To protect more than 850 buildings in Pilsen, the city proposed establishing a historic district, primarily focused on simple, vernacular building types. In a first for the city, the plan called for the neighborhood’s murals to be preserved, a feature that moved preservation beyond bricks and mortar to more ephemeral signifiers of culture. Perhaps most importantly, the historic district was just one part of a larger preservation strategy that included housing supports, economic development measures, park space, and more. The hope was that these measures would relieve pressure on over-burdened neighbors struggling to stay in their homes, easing the path forward for landmarking.

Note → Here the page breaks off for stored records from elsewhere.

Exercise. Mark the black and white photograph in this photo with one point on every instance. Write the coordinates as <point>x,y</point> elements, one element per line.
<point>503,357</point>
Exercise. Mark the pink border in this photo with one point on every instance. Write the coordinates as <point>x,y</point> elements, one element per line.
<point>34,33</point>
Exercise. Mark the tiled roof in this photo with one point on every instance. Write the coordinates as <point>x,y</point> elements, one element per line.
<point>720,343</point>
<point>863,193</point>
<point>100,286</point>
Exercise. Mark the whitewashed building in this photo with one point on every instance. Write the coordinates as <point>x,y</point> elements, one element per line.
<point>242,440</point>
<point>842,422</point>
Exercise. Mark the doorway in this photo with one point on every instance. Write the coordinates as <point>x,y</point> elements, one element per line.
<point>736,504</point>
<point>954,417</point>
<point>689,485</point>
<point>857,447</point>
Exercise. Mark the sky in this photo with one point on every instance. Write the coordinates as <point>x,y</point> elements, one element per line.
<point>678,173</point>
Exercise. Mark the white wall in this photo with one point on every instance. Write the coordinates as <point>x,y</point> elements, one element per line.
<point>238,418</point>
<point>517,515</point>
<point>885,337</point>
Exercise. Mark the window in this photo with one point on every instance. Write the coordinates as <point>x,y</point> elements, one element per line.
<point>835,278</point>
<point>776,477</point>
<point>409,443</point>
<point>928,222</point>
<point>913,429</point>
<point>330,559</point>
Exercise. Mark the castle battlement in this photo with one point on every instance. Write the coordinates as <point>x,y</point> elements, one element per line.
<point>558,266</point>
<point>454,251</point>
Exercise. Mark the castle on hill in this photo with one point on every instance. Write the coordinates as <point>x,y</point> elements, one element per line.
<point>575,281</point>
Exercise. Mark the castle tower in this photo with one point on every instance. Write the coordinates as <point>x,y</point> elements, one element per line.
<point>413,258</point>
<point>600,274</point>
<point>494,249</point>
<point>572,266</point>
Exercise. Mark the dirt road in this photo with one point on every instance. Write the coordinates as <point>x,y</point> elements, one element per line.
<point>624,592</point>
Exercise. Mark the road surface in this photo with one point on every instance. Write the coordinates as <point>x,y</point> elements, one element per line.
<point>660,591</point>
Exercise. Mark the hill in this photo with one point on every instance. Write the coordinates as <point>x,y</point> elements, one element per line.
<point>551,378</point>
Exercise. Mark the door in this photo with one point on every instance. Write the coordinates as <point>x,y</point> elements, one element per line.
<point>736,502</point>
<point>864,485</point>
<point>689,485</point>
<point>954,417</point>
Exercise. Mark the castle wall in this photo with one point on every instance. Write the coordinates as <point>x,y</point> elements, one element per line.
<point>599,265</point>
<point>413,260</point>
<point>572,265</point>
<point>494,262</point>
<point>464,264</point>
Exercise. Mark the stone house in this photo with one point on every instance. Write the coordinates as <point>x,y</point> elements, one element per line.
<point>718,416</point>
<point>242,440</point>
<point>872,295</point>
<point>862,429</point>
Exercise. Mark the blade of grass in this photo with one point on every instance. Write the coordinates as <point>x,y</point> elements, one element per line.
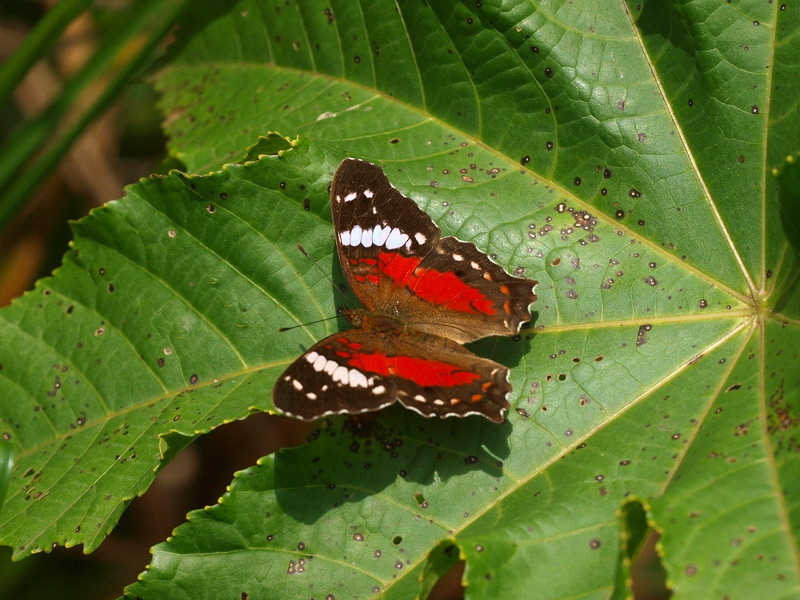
<point>36,44</point>
<point>153,18</point>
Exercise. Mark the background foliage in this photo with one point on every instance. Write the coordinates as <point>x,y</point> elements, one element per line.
<point>620,154</point>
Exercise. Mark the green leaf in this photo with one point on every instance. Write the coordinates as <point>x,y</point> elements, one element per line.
<point>617,154</point>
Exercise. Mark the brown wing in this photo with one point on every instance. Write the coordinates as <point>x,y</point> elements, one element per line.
<point>397,263</point>
<point>363,370</point>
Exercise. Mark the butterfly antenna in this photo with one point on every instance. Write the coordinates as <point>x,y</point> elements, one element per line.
<point>321,270</point>
<point>309,323</point>
<point>328,277</point>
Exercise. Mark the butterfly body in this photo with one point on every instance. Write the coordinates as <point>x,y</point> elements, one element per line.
<point>424,296</point>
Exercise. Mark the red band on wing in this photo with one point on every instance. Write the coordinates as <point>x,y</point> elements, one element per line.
<point>421,371</point>
<point>442,289</point>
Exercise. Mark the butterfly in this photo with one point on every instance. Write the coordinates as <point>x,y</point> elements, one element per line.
<point>424,296</point>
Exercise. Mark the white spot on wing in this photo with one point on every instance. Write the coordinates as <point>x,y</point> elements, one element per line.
<point>355,235</point>
<point>340,374</point>
<point>357,378</point>
<point>320,363</point>
<point>395,239</point>
<point>379,234</point>
<point>366,238</point>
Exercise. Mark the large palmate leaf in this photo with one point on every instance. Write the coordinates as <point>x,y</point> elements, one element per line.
<point>619,154</point>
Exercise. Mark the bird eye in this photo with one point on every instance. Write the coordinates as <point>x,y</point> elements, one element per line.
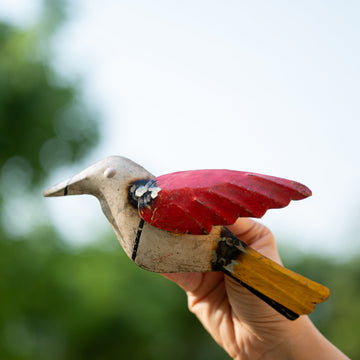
<point>109,172</point>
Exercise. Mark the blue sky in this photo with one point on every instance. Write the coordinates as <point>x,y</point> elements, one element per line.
<point>264,86</point>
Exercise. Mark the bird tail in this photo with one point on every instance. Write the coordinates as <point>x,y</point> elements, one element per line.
<point>287,292</point>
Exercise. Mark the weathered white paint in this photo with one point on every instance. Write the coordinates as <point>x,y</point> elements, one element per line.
<point>158,250</point>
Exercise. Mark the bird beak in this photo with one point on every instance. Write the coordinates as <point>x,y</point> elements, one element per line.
<point>76,185</point>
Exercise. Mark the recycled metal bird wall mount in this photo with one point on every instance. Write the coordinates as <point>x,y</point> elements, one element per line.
<point>176,223</point>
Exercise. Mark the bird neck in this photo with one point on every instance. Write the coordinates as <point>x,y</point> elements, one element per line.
<point>124,219</point>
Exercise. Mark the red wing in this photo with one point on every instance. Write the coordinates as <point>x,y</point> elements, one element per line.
<point>194,201</point>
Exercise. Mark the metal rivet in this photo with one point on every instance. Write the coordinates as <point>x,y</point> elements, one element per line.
<point>109,172</point>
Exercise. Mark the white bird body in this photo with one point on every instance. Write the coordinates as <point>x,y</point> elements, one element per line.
<point>159,250</point>
<point>126,191</point>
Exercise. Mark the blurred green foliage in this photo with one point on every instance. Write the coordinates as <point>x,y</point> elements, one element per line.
<point>61,302</point>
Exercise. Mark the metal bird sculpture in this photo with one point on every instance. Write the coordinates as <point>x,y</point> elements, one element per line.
<point>176,223</point>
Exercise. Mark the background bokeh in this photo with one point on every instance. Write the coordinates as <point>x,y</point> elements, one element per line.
<point>259,86</point>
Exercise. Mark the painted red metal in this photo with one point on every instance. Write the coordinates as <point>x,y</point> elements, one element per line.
<point>194,201</point>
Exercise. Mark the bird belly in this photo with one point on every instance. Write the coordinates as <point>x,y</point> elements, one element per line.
<point>164,252</point>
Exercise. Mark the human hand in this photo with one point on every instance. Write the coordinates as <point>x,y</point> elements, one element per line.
<point>241,323</point>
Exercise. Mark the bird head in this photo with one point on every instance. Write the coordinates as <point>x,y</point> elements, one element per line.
<point>109,180</point>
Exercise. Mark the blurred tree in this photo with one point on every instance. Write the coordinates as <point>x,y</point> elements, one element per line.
<point>57,302</point>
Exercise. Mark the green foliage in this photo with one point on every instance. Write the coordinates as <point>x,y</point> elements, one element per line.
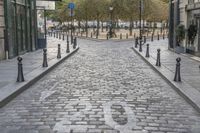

In May 2019, the city’s landmarks commission unanimously recommended the district move forward and its regulations were tentatively in effect until the district was brought up to a vote before the City Council Committee on Zoning, Landmarks and Building Standards. Alderman Byron Sigcho-Lopez, who represents much of Pilsen, successfully lobbied to delay the vote for a year to give the community time to consider the effects of landmarking. The planning department itself tacked on an extra six months to try to sell neighbors on the plan and respond to community concerns, holding three community meetings in English and Spanish.
“You have to tailor the district to the specific community,” says Maurice Cox, DPD commissioner, who joined the department in 2019, after the landmark plan was assembled. “[This isn’t] a one-size-fits all. We acknowledged that there was a fairly unique community and that there would have to be guidelines that we tailored to where they are — their income range, the circumstance of ownership.”
During negotiations, the city proposed shrinking the size of the district significantly, and offered an expansion of funds available through the Adopt-a-Landmark Program. But by December 2020, it had become clear that DPD’s effort didn’t work: The public remained “almost unanimous” in opposition, says Cox. After hearing neighbor after neighbor inveigh against the historic district, Cox pulled his support, and each of the 18 members of the Zoning Committee voted the district down.
The opposition came from a grassroots coalition of neighbors and neighborhood organizations, deploying some of the same tactics often used by preservationists to relay their causes. Voices from within the working-class Latinx community made it clear that they were unconvinced that landmarking would provide relief from displacement and gentrification.
And no wonder: Those are problems that historic districts — and preservation at large — were not developed to address.